Radiologist Interaction with AI-Generated Preliminary Reports: A Longitudinal Multi-Reader Study.
Authors
Affiliations (3)
Affiliations (3)
- Mass General Brigham, Department of Radiology. Electronic address: [email protected].
- Asan Medical Center, Department of Radiology.
- Mass General Brigham, Department of Radiology.
Abstract
To investigate the integration of multimodal AI-generated reports into radiology workflow over time, focusing on their impact on efficiency, acceptability, and report quality. A multicase, multireader study involved 756 publicly available chest radiographs interpreted by five radiologists using preliminary reports generated by a radiology-specific multimodal AI model, divided into seven sequential batches of 108 radiographs each. Two thoracic radiologists assessed the final reports using RADPEER criteria for agreement and 5-point Likert scale for quality.
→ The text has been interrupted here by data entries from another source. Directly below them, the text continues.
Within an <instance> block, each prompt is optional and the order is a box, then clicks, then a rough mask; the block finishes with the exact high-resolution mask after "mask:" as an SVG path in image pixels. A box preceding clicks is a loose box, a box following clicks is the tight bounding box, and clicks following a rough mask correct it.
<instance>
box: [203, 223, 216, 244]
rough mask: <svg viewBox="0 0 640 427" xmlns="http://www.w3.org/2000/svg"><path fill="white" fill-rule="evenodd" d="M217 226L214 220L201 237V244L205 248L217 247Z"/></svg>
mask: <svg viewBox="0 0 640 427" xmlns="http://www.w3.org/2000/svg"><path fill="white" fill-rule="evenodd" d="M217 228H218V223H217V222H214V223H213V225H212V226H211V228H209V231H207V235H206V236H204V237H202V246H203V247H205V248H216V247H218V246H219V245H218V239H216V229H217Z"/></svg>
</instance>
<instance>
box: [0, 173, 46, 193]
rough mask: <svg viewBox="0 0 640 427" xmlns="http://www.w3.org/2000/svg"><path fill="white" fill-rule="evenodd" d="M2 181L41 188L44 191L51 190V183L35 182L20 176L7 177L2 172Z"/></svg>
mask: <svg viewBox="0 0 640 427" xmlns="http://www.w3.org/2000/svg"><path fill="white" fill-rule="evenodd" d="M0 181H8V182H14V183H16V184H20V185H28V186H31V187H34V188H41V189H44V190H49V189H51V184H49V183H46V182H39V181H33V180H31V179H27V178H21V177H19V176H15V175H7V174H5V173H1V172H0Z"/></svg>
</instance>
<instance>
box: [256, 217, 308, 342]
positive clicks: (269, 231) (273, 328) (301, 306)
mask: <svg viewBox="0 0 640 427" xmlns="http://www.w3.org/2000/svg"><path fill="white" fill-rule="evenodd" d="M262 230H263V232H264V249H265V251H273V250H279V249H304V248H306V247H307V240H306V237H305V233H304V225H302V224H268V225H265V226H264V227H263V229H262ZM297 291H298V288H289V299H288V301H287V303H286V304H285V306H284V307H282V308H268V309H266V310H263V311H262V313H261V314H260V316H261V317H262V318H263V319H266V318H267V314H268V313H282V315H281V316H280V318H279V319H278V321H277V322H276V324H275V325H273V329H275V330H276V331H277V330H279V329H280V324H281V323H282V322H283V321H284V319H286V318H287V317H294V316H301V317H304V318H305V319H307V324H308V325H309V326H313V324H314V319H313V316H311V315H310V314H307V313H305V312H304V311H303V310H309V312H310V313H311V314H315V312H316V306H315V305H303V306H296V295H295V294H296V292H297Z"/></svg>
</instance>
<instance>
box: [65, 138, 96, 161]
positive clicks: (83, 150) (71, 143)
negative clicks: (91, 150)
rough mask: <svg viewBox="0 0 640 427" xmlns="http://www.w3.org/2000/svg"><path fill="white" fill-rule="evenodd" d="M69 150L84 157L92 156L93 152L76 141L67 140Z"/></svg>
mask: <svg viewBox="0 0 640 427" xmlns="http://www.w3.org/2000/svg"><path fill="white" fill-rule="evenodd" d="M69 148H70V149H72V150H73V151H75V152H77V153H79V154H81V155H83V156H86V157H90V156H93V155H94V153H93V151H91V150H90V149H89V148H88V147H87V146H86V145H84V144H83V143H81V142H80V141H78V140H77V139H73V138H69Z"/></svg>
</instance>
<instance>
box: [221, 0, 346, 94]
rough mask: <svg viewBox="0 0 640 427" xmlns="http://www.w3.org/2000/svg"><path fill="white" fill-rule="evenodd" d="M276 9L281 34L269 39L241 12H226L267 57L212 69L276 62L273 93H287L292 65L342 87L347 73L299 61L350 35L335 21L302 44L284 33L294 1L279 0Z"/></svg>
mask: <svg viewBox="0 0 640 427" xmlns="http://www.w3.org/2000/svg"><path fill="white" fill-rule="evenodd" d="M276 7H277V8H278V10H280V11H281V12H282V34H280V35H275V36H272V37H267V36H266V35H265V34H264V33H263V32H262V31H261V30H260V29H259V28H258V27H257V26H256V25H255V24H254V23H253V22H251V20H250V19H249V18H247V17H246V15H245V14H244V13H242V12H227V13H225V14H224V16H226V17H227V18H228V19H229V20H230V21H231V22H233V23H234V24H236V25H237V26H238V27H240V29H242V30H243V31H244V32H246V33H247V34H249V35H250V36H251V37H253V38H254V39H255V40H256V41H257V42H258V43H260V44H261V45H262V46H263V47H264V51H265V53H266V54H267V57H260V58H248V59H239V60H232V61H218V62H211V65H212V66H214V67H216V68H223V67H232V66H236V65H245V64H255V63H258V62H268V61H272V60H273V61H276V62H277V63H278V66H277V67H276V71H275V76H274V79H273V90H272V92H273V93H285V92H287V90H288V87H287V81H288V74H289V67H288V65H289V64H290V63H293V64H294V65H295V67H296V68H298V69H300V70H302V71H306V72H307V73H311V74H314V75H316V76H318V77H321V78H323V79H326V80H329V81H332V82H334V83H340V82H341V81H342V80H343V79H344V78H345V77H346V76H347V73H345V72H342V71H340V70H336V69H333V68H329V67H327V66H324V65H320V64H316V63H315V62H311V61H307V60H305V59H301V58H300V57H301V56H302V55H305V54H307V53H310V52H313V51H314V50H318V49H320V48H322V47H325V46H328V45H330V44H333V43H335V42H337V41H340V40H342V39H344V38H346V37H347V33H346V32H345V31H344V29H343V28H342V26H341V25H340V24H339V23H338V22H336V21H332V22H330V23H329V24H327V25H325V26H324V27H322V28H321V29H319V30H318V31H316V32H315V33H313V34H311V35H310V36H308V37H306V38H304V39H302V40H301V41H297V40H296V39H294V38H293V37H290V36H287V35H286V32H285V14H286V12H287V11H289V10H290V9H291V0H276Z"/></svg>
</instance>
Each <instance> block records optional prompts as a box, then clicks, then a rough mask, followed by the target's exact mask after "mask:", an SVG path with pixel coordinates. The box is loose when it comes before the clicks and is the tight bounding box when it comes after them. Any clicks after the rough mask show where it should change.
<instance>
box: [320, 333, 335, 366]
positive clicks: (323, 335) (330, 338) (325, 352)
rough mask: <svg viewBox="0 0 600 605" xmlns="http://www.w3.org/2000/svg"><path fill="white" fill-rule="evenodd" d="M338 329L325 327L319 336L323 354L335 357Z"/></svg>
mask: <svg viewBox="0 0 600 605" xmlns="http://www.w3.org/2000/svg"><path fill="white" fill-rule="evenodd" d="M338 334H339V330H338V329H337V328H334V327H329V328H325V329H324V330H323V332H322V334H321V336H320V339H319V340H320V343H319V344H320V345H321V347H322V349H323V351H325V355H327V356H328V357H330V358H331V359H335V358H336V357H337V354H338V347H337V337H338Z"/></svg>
Reading times, rate of acceptance without modification, agreement, and quality scores were measured, with statistical analyses evaluating trends across seven sequential batches. Radiologists' reading times for chest radiographs decreased from 25.8 seconds in Batch 1 to 19.3 seconds in Batch 7 (p < .001). Acceptability increased from 54.6% to 60.2% (p < .001), with normal chest radiographs demonstrating high rates (68.9%) compared to abnormal chest radiographs (52.6%; p < .001). Median agreement and quality scores remained stable for normal chest radiographs but varied significantly for abnormal chest radiographs (ps < .05). The introduction of AI-generated reports improved efficiency of chest radiograph interpretation, acceptability increased over time. However, agreement and quality scores showed variability, particularly in abnormal cases, emphasizing the need for oversight in the interpretation of complex chest radiographs.